4) Definition Mining

We start from Hearst patterns, isA patterns, and some other patterns, e.g. “is a”, “is one of”, “means”, “stands for”, etc. to get the candidate definition sentences for each topic. We manually label some ground-truth for the definition, and use Rank SVM to train a linear classifier to classify whether it is definition or not. The features includes: NLP features, pattern features, data source, author, acronym, structure, statistical, symbol, conceptualization, embedding, keywords, etc.

Our discriminative features:

Word Embedding (Implicit embedding)
Conceptualization (Explicit embedding)

5) Acronym/Expansion Mining

Some patterns & rules are introduced to mine the acronym. For example, a full name followed by a bracket containing word with capital characters, e.g. Affinity Intent Map (AIM). Other patterns includes: a.k.a., f.k.a., etc.

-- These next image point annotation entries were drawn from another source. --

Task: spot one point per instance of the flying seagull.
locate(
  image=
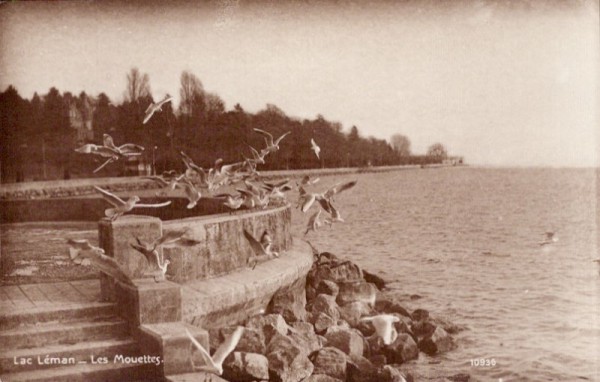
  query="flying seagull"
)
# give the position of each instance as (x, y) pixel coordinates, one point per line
(83, 253)
(149, 250)
(314, 147)
(384, 326)
(154, 107)
(214, 364)
(272, 146)
(120, 206)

After we get a set of acronyms, we make an assumption that the same acronym appeared in the same document should share the same semantic meaning. So, we link all acronym with the same expression in current document to the same extension.

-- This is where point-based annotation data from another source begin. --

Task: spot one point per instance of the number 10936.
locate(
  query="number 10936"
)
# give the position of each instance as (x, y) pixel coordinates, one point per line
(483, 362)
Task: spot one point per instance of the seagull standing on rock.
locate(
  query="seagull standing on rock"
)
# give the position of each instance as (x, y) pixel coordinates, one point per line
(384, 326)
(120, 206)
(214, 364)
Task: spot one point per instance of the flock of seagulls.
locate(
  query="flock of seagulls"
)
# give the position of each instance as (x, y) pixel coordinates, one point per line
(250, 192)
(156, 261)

6) Embedding Training (Ongoing)

We want to learn an implicit embedding for each term (word, or phrase) in Enterprise. So that we can measure the similarity between two projects.

We plan to leverage the AIM model for enterprise embedding training.

7) Project-Concept Mining (Ongoing)

We want to learn the concept (type) for each entity in Enterprise. E.g. we want to learn AIM is a Deep Learning Project, Word Embedding Project, etc.

So that we can learn an explicit embedding for each entity, and can support explicit topic reasoning for enterprise documents.

4. Online Part

1) Query Parser

Since we try to support question-like queries, we need a parser to understand users’ queries.

First, we extract question patterns from emails in “program manager information” discussion group, which is a place to let Microsoft employee ask questions to PM.

As soon as get the question pattern, we also get a set of “pseudo labels” as well as sentences for training. We apply our parallelized sequential RNN (which is similar to semi-CRF, we are working with Mei-Yuh team to apply this for Cortana) to parse/understand the query. And then generate related SQL to get the results.

Most of the queries are 1-hop, but, for “steven yao’s PM”, it is a 2-hop query. We decomposed it into “steven yao’s projects X” and “project X’s PM” to get the results.

The output of this parser includes:

Query Term
Type: including “(What) is”, “(Who) works on what”, and “Who works on (what)”, where (what) and (who) are the answers that users look for.